Kolkata: Sukanya Mondal, daughter of Trinamool Congress strongman and the party’s Birbhum district president, Anubrata Mondal, will in all probability visit Enforcement Directorate’s (ED) headquarters in New Delhi on November 2 to face questioning in connection with the multi-crore cattle smuggling scam in West Bengal.
Her family sources confirmed a section of the media that the legal brains have advised her that instead of avoiding Central agency’s summons on this count it would be better to face them as desired by the latter.

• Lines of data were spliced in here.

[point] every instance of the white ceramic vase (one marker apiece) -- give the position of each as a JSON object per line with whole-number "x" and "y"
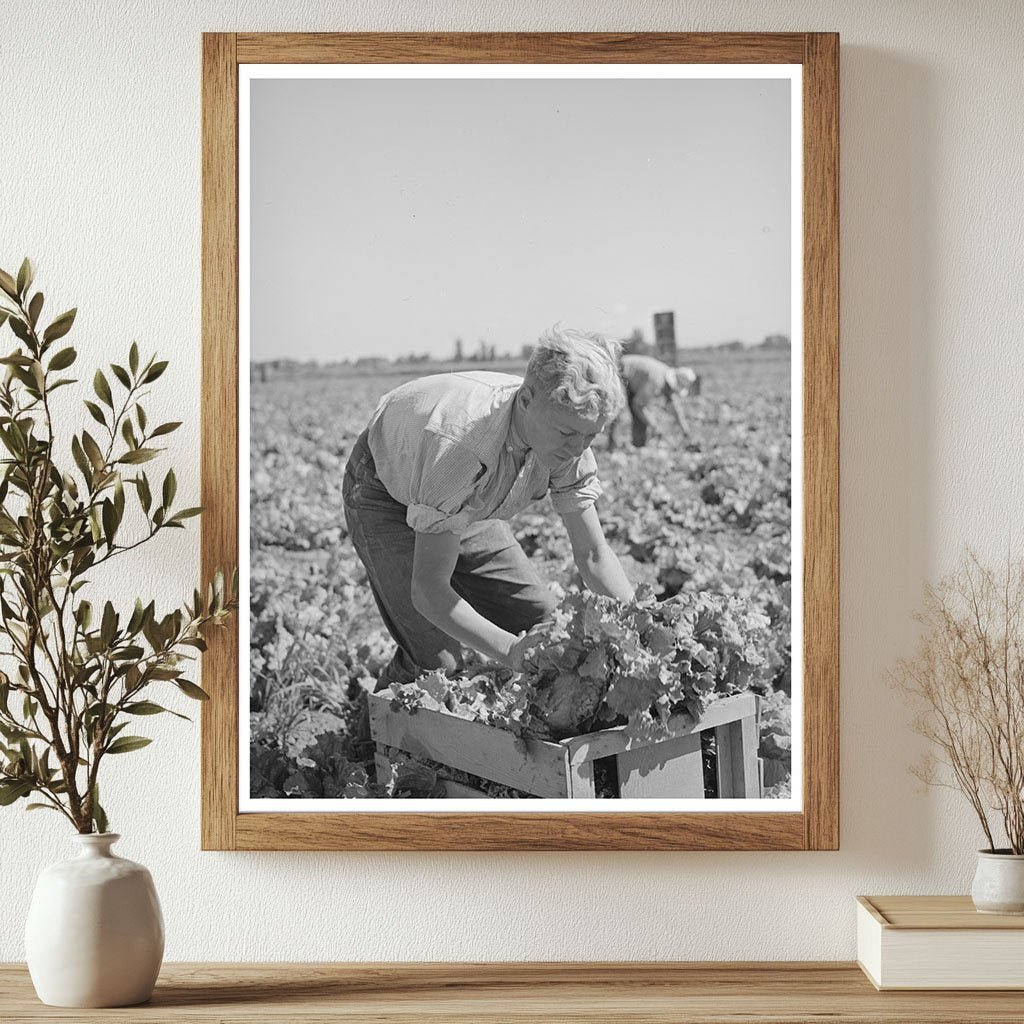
{"x": 95, "y": 935}
{"x": 998, "y": 883}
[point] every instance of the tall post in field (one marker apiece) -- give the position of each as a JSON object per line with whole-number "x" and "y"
{"x": 665, "y": 337}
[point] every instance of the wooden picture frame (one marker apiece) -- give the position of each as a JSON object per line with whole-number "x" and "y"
{"x": 813, "y": 827}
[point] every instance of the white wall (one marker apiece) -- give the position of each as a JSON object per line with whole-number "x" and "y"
{"x": 99, "y": 181}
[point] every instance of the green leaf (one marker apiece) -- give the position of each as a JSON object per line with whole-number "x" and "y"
{"x": 59, "y": 327}
{"x": 26, "y": 275}
{"x": 109, "y": 625}
{"x": 64, "y": 358}
{"x": 35, "y": 307}
{"x": 139, "y": 455}
{"x": 110, "y": 519}
{"x": 20, "y": 329}
{"x": 80, "y": 459}
{"x": 124, "y": 744}
{"x": 102, "y": 388}
{"x": 128, "y": 432}
{"x": 84, "y": 614}
{"x": 119, "y": 499}
{"x": 155, "y": 371}
{"x": 8, "y": 285}
{"x": 95, "y": 412}
{"x": 98, "y": 814}
{"x": 170, "y": 487}
{"x": 92, "y": 451}
{"x": 192, "y": 690}
{"x": 145, "y": 499}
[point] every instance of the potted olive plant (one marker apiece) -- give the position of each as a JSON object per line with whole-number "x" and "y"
{"x": 967, "y": 681}
{"x": 77, "y": 672}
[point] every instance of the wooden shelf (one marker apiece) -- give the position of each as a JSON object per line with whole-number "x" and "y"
{"x": 521, "y": 993}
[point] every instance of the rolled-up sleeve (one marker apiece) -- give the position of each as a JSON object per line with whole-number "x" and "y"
{"x": 574, "y": 485}
{"x": 441, "y": 484}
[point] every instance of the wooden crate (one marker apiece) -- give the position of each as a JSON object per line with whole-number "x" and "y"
{"x": 671, "y": 768}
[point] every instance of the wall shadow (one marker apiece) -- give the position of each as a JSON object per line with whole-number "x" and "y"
{"x": 887, "y": 295}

Incidentally on October 28, ED had issued a fresh summon to Sukanya Mondal to be present at the Central agency’s headquarters in New Delhi on November 2 after she ducked a similar summon by the agency to be present at its New Delhi office on October 27. ED has also directed Anubrata Mondal’s chartered accountant Manish Kothari to be present at their New Delhi office on November 2 along with the relevant documents pertaining to the asset of the Mondal family.
ED sources said that they would like to question Sukanya Mondal on the companies where she is named the director as well as the rice mills in which she is the “partner”.
The two companies — ANM Agrochem Private Limited and Neer Developer Private Limited — are already under the scanner of both ED and Central Bureau of Investigation (CBI), which is also conducting a parallel probe into the cattle smuggling scam.
In both firms, Sukanya Mondal is one of the two directors and the Central agency sleuths believe that these two corporate entities are basically shell companies meant for channelising the crime proceeds.
Recently, the CBI had submitted a charge-sheet where it said that Sukanya Mondal’s annual income increased from Rs 3.10 lakh in the 2013-14 financial year to Rs 1.45 crore in 2020-21. Apart from that she also has a fixed deposit worth Rs 3 crore.
Sources further said that their officers also want to question Sukanya Mondal on certain properties which were registered under her name, and were purchased at prices much lower than the prevailing market rates only to be sold off later at much higher prices.